Kurz vor Heiligabend kommen aus Europa gleich drei Botschaften an die Flüchtlinge aus aller Welt. Mit Weihnachten haben sie wenig zu tun, dafür aber viel mit den Zwängen, in denen Politik nun mal steckt.

Ozan Kose/AFP
Soll man sie reinlassen? Flüchtlingskinder, die auf dem Marktplatz von Edirne in der Türkei ausharren.

Es ist natürlich eine bizarre Ironie. Ausgerechnet vier Tage vor Heiligabend hat Europa die Botschaft ausgesendet, dass es seine Herbergen künftig geschlossen halten will. Gleich dreifach wurde die Botschaft versandt. Erstens durch die EU: Sie verkündete eine Art Konzept, wie sie Migranten künftig vor der Tür halten will. Zweitens durch Frankreich, wo die Nationalversammlung ein Gesetz beschloss, das den bereits im Land Lebenden die Existenz schwer machen will. Und drittens durch Deutschland, wo die Koalition unter anderem hofft, künftig Menschen leichter loszuwerden, die man nicht mehr haben will. “Macht zu die Tür, die Tor macht dicht”; die Umdichtung eines alten Adventsliedes böte sich an.

Warum diese Hartherzigkeit? Bezogen auf die EU und auf Deutschland lautet die Antwort: weil es für Politiker und Politikerinnen manchmal Situationen gibt, in denen sie keine andere Wahl haben. Abwägung ist ihr Beruf, und manchmal lautet die Alternative, sich falsch oder anders falsch zu entscheiden.
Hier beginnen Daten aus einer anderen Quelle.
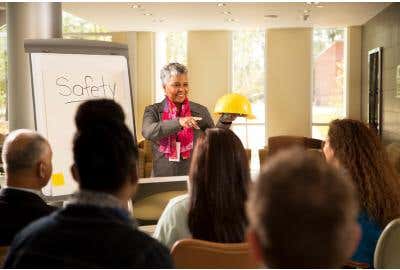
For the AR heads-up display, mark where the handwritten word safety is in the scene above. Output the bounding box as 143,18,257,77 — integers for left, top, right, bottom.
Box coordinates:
56,75,117,104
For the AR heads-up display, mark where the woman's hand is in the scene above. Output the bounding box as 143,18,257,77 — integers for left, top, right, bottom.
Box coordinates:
219,113,239,124
179,116,202,129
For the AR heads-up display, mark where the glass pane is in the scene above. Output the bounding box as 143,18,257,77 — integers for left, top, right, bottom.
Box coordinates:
232,124,265,175
232,31,265,123
312,28,346,131
0,25,8,134
312,125,329,140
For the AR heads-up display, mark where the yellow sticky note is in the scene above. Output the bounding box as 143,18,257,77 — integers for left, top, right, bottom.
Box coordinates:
51,173,65,186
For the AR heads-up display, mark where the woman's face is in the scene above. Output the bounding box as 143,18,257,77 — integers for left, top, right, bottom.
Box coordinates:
164,74,189,104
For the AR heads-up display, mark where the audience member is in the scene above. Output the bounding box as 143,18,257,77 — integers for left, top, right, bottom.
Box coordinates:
0,129,56,246
247,149,360,268
5,101,172,268
154,128,250,248
323,119,400,267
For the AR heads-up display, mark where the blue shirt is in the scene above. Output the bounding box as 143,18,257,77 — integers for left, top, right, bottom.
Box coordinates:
351,211,382,268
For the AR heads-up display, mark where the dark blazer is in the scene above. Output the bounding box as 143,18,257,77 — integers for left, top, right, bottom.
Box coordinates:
4,204,173,269
142,99,214,176
0,188,57,246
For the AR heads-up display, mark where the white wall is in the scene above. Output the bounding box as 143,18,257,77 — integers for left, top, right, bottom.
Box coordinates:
112,32,155,141
187,31,231,120
266,28,312,137
346,26,362,120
Die Asyl-Artikel in den Verfassungen der europäischen Demokratien waren dafür gedacht, einer irgendwie überschaubaren Zahl von Menschen eine sichere Herberge zu versprechen – Menschen, die wegen ihrer politischen Überzeugung, ihres Glaubens oder ihrer sexuellen Orientierung vor einem Tyrannen fliehen müssen. Wenn in den Nachrichten so oft von “Schutzsuchenden” die Rede ist: Diese Art von Schutz war gemeint; aber nicht, allen Menschen Obdach zu gewähren, die in der Heimat außer Armut keine Perspektive haben. Es hilft Afrika und den Afrikanern überhaupt nichts, jeden hier aufzunehmen, der kommen will – und dies womöglich so lange, bis sämtliche sogenannten “Fluchtursachen” beseitigt sind (also im 28. Jahrhundert oder so). Wer derlei verlangt, nimmt sich selbst auf den Arm. Es gilt Joachim Gaucks Satz von 2015: “Unser Herz ist weit, doch unsere Möglichkeiten sind endlich.”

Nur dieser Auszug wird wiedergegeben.